Figure 35. Phase measurement mode

During this measurement, the Analyzer estimates continuous Time Interval and clock Period and calculates Phase as following:

Phase= 360°×((Time Interval)/Period)


Time Interval=TSCH3-TSCH1Period= TSCH2-TSCH1

Resulting Phase values are normalized to always be in the range [-180° .. 360°].

2 input signals can be measured in parallel. Minimal sample interval is 50 ns. Up to 16 million samples total can be measured in a single measurement session.

The typical measurement case is to measure the phase shift in various electronic components or systems, for example, filters or amplifiers.

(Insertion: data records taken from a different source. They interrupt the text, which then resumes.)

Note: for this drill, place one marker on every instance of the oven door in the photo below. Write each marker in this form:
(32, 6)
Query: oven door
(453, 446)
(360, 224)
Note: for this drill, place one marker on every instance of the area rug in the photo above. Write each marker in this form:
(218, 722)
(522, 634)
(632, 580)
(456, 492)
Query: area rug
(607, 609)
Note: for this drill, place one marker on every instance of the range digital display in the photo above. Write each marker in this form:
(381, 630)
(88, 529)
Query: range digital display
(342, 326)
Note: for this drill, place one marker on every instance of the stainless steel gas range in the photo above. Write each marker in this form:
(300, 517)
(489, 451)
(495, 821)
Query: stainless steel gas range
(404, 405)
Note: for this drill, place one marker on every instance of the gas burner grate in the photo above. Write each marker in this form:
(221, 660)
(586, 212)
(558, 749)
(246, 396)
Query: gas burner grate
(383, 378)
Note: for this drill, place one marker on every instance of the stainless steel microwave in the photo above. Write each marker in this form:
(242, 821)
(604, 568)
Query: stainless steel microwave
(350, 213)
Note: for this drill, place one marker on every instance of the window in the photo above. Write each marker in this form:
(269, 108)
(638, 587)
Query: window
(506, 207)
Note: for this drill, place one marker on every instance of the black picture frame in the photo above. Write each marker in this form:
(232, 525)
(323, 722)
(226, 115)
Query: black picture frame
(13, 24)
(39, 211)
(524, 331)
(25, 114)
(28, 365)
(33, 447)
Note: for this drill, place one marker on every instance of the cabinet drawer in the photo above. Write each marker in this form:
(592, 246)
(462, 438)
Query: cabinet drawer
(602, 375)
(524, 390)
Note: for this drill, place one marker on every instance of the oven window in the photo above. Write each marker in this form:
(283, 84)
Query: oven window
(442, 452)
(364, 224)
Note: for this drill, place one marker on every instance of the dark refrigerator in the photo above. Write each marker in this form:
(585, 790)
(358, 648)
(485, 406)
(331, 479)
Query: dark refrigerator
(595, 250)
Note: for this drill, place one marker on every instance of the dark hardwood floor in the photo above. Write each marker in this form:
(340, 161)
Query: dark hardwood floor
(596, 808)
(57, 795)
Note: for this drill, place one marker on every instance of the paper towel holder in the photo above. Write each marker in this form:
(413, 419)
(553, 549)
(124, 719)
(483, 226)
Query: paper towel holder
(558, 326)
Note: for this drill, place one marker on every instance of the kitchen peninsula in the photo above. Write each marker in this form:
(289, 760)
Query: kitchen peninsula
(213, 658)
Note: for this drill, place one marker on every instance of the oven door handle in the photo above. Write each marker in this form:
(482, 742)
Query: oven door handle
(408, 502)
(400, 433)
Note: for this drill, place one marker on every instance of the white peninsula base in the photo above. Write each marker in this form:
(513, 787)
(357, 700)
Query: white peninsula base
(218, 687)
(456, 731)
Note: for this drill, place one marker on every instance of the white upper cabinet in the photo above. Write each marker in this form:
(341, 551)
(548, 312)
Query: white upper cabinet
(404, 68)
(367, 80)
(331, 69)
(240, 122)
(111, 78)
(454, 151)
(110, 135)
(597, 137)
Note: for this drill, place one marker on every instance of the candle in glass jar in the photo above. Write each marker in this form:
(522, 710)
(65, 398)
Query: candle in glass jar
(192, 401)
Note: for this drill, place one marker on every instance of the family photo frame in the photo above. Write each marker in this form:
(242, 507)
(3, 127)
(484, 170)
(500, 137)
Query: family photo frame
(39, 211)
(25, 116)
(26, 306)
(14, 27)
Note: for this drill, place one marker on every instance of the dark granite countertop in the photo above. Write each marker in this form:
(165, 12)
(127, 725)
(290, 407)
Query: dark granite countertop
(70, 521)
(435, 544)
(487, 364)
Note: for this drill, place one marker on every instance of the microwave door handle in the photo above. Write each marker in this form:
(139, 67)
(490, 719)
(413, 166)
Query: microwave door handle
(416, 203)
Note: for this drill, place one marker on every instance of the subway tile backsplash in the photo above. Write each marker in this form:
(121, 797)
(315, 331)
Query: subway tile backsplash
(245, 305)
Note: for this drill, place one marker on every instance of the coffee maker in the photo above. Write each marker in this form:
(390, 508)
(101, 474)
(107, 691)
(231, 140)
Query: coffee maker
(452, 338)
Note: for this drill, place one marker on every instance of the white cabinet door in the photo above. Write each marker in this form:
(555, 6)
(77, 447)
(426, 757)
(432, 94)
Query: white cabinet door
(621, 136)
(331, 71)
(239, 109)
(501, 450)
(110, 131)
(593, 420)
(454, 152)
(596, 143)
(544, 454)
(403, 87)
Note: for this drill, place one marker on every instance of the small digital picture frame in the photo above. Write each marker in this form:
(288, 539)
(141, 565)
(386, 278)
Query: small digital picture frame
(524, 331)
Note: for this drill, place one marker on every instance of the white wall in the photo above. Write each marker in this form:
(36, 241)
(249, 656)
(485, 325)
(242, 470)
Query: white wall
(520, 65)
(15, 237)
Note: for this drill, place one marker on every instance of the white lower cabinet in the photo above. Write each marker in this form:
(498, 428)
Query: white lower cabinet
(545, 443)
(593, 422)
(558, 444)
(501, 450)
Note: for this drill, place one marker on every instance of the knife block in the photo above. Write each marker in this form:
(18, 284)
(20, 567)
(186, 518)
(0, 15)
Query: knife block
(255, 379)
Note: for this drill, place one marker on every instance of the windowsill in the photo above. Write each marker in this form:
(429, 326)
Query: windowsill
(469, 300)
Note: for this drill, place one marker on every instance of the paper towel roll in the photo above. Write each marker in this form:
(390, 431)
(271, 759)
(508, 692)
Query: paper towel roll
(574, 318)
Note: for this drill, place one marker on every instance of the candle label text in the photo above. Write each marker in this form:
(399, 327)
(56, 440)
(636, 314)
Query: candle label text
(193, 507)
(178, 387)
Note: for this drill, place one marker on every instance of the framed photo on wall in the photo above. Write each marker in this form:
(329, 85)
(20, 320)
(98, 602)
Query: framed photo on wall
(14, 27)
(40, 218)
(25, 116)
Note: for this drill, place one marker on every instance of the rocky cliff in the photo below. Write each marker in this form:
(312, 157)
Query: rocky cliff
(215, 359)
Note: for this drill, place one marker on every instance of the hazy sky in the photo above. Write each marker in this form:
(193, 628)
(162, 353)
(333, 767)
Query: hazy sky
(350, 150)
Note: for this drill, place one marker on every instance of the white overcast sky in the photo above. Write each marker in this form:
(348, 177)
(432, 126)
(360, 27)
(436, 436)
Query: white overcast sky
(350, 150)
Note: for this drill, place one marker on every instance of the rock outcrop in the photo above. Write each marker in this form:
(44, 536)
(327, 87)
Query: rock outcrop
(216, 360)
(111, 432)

In this case, the input A signal is the input signal to the filter/amplifier, and the input B signal is the output signal from the filter/amplifier. That means that the input A and B signals are typically sine waves, with exactly the same frequency per test point, and the phase should be constant with zero drift (per test point).

Another typical use case is to compare two ultra-stable signals from different sources, but with the same nominal frequency, and express their phase difference in degrees. Then the signal shape could be both sine or pulse, and there is a possibility for a small phase drift between the signals.